Ces transformations s’inscrivent dans une tentative des institutions financières de « rationaliser » leurs opérations, ce qui est une belle manière de dire qu’elles réduisent les dépenses liées aux immeubles et au personnel, en fermant de nombreux bureaux et en abolissant de nombreux postes, afin d’accroître leur rentabilité. Bien sûr, les profits résultant de ces économies aboutissent principalement dans les poches de la haute direction et des actionnaires des banques, et aussi dans les poches des corporations informatiques et des consultants certainement impliqués, de près ou de loin, dans la conception et l’entretien des systèmes informatiques des banques. Pour leur part, les clients n’ont pas vu, d’un côté, une augmentation correspondante des intérêts reçus pour l’argent déposé ou placé dans ces banques, et n’ont pas vu, de l’autre, une diminution correspondante des intérêts exigés pour des prêts. Ils n’ont pas davantage vu diminuer les frais de gestion et de service.

Ainsi, la « transformation numérique » des services financiers offerts aux particuliers n’est pas simplement une affaire de progrès technologique. Elle s’inscrit dans les efforts systématiques des institutions financières d’accroître les profits démesurément grands qu’elles font en spéculant avec l’argent que nous déposons et plaçons, en nous saignant grâce à de l’argent qu’elles créent spécialement pour nous le prêter, et en réduisant de manière importante le nombre de leurs employés, pour les remplacer par des machines, par des systèmes informatiques de plus en plus complexes, et par des experts ou des sous-traitants spécialisés en informatique et en cybersécurité, lesquels ne sont pas toujours à la hauteur de leurs responsabilités, sont parfois déclassés par les pirates informatiques et sont même à l’origine d’importantes failles de sécurité à cause de la collecte de données systématique faite par les logiciels ou les outils informatiques qu’ils fournissent ou développent. C’est donc la décision d’ordre économique prise par les banques qui est à l’origine de toutes les occasions que nous avons de nous faire pirater notre compte bancaire, de nous faire voler nos données confidentielles et de nous faire usurper notre identité. S’il est vrai que cette décision a forcément des implications technologiques sans lesquelles nous ne serions pas autant exposés aux fraudes et à l’usurpation d’identité, la décision elle-même n’est pas simplement technologique et s’explique ultimement par l’avidité des banques et de leurs actionnaires.

Faisons le point.

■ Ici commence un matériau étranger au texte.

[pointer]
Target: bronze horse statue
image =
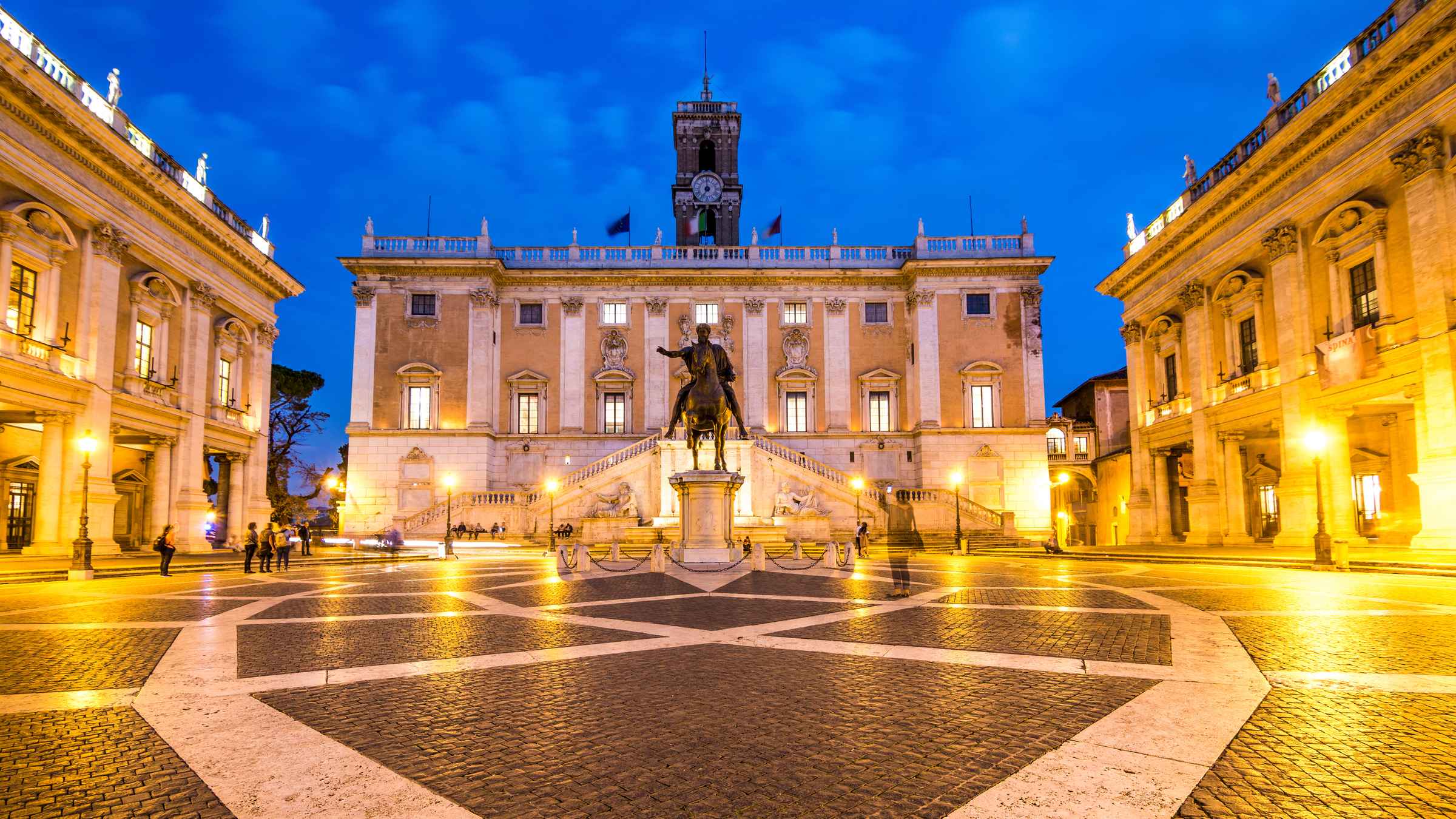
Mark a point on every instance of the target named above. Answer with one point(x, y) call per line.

La « transformation numérique » s’inscrit dans un long processus de « rationalisation » des services financiers, qu’on s’efforce de nous vendre sous prétexte de commodité, mais qui consiste essentiellement à trouver toutes sortes de manières plus efficaces de saigner la populace à laquelle nous appartenons presque tous, pour engraisser les directeurs et les actionnaires des banques, déjà démesurément ou scandaleusement riches, alors que nous sommes de plus en plus en nombreux à tirer le diable par la queue. En fait, l’automatisation des services financiers est aussi commode pour les pirates informatiques qui peuvent plus facilement faire des fraudes et usurper notre identité, en prenant moins de risques et en ayant moins chances de faire l’objet d’une enquête sérieuse, les forces policières étant à ce qu’on dit dépassées par la situation en raison d’un manque criant d’effectifs détenant l’expertise informatique nécessaire, ou ayant mieux à faire que de protéger de la fraude les manants que nous sommes.

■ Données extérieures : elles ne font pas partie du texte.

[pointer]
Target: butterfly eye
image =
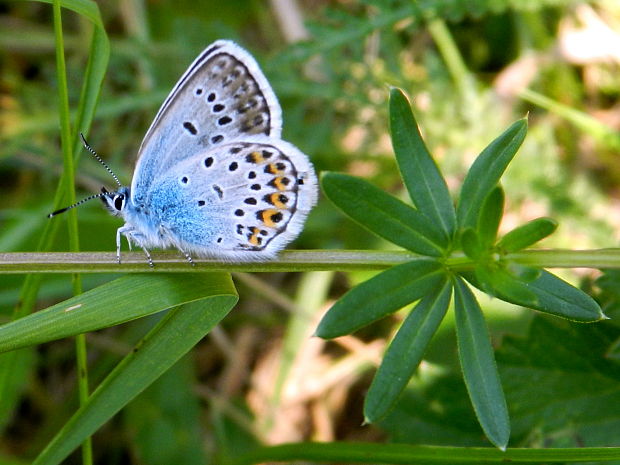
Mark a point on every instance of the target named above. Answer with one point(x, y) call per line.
point(119, 201)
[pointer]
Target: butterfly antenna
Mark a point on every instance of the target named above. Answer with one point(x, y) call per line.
point(98, 158)
point(77, 204)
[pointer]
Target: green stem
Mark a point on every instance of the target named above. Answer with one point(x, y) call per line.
point(583, 121)
point(290, 260)
point(451, 55)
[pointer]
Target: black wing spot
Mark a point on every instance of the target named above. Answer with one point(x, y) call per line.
point(218, 189)
point(190, 128)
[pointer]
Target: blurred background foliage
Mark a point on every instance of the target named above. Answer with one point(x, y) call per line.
point(471, 68)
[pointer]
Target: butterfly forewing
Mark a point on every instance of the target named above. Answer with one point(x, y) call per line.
point(223, 96)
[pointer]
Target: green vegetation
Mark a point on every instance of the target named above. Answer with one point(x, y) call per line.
point(455, 140)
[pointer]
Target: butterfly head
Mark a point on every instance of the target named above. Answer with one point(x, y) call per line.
point(115, 201)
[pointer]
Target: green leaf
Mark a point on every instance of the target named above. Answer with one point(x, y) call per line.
point(490, 217)
point(124, 299)
point(553, 295)
point(426, 185)
point(495, 280)
point(527, 234)
point(560, 298)
point(470, 242)
point(174, 336)
point(562, 387)
point(405, 353)
point(384, 214)
point(380, 296)
point(486, 172)
point(478, 365)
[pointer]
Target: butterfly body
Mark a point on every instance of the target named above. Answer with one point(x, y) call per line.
point(213, 177)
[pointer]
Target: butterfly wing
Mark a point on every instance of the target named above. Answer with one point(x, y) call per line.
point(243, 200)
point(221, 97)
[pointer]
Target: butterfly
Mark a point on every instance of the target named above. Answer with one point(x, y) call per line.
point(213, 176)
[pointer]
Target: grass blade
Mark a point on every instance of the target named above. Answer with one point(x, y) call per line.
point(118, 301)
point(174, 336)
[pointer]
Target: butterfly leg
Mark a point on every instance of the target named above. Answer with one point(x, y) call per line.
point(187, 256)
point(148, 257)
point(123, 230)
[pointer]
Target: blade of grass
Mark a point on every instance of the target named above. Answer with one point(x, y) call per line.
point(406, 454)
point(124, 299)
point(98, 59)
point(174, 336)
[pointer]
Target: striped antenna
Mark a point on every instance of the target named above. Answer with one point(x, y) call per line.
point(98, 158)
point(62, 210)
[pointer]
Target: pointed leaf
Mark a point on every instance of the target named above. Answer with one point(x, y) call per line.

Les gouvernements occidentaux et les institutions financières se moquent donc de nous quand ils nous présentent l’identité numérique comme la solution à tous ces problèmes. Cela ne revient-il pas à nous faire prendre des risques supplémentaires – cette fois-ci liés à la surveillance et au contrôle social rendu possible par l’identité numérique – afin d’atténuer les risques que nous font prendre les institutions financières à cause d’une automatisation des services financiers qui a pour principale fonction de les enrichir encore plus, surtout quand elles investissent dans les entreprises informatiques qui participent activement à cette « transformation numérique », et ce, avec l’argent que nous déposons ou plaçons chez elles ?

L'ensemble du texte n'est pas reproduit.